Six suspects inculpés en Lituanie pour terrorisme dans une affaire liée au soutien militaire à l'Ukraine
Le parquet lituanien a inculpé six ressortissants étrangers de terrorisme pour un projet d'attaque contre un fournisseur militaire privé participant à l'aide à l'Ukraine. Cette affaire illustre les tensions géopolitiques persistantes qui touchent l'Europe de l'Est et les répercussions du conflit ukrainien sur la stabilité régionale.
Un complot international déjoué
Selon les autorités lituaniennes, l'attaque était prévue en septembre 2024 dans la ville de Siauliai, au nord du pays. Les suspects sont accusés d'appartenance à un groupe terroriste, de tentative d'acte terroriste et de financement du terrorisme.
"Les accusés possèdent différentes nationalités : un citoyen espagnol, un autre possédant la double nationalité hispano-colombienne, et des citoyens colombiens, cubains, russes et biélorusses", a précisé Arturas Urbelis, procureur en chef du département des enquêtes sur le crime organisé et la corruption.
Une cible stratégique pour l'Ukraine
La cible présumée était l'infrastructure et les produits de UAB TVC Solutions, notamment des stations d'analyse du spectre radioélectrique mobiles destinées aux forces armées ukrainiennes.

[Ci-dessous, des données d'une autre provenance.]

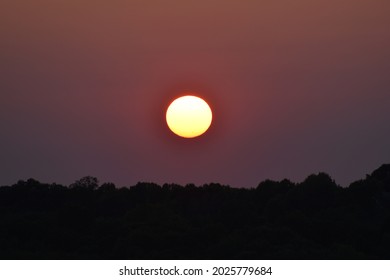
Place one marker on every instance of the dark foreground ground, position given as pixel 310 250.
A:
pixel 315 219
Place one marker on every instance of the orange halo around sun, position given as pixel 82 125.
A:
pixel 189 116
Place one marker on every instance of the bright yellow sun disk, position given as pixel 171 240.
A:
pixel 189 116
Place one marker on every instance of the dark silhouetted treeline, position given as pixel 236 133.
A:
pixel 315 219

Cette entreprise joue un rôle crucial dans le soutien technologique à l'effort de guerre ukrainien.
L'enquête révèle que les activités du groupe pourraient avoir été coordonnées depuis la Russie, avec des liens présumés avec le GRU, le service de renseignement militaire russe. Le parquet a déclaré qu'il existe des "motifs raisonnables de soupçonner que la tentative de sabotage a été menée sur ordre et au profit du GRU".
Une opération minutieusement planifiée
Saulius Briginas, chef adjoint du Bureau de la police criminelle lituanienne, a révélé que l'attaque avait été planifiée à l'avance et exécutée en plusieurs étapes. Plusieurs suspects s'étaient initialement rendus en Lituanie pour recueillir des renseignements sur l'entreprise visée.
"Ils sont arrivés avec pour mission précise d'incendier les stations d'analyse du spectre radioélectrique", a déclaré Briginas. Les enquêteurs ont déterminé que les suspects s'étaient procuré de l'essence et d'autres produits destinés à l'incendie criminel.
Échec et arrestations
La tentative d'attaque a échoué grâce à l'intervention de passants. Les suspects ont alors fui en Lettonie, où ils ont été arrêtés par les autorités lettonnes. Quelques jours plus tard, deux autres suspects, citoyens russe et biélorusse, sont entrés en Lituanie dans le but de mener à bien l'attaque.
L'enquête concernant quatre autres suspects se poursuit. L'un d'eux a été arrêté en Colombie en vertu d'un mandat d'arrêt international et fait l'objet d'une procédure d'extradition vers la Lituanie.
Le chef d'accusation le plus grave est passible d'une peine de prison de cinq à quinze ans en vertu de la loi lituanienne. Cette affaire souligne les défis sécuritaires auxquels font face les pays européens soutenant l'Ukraine dans le contexte géopolitique actuel.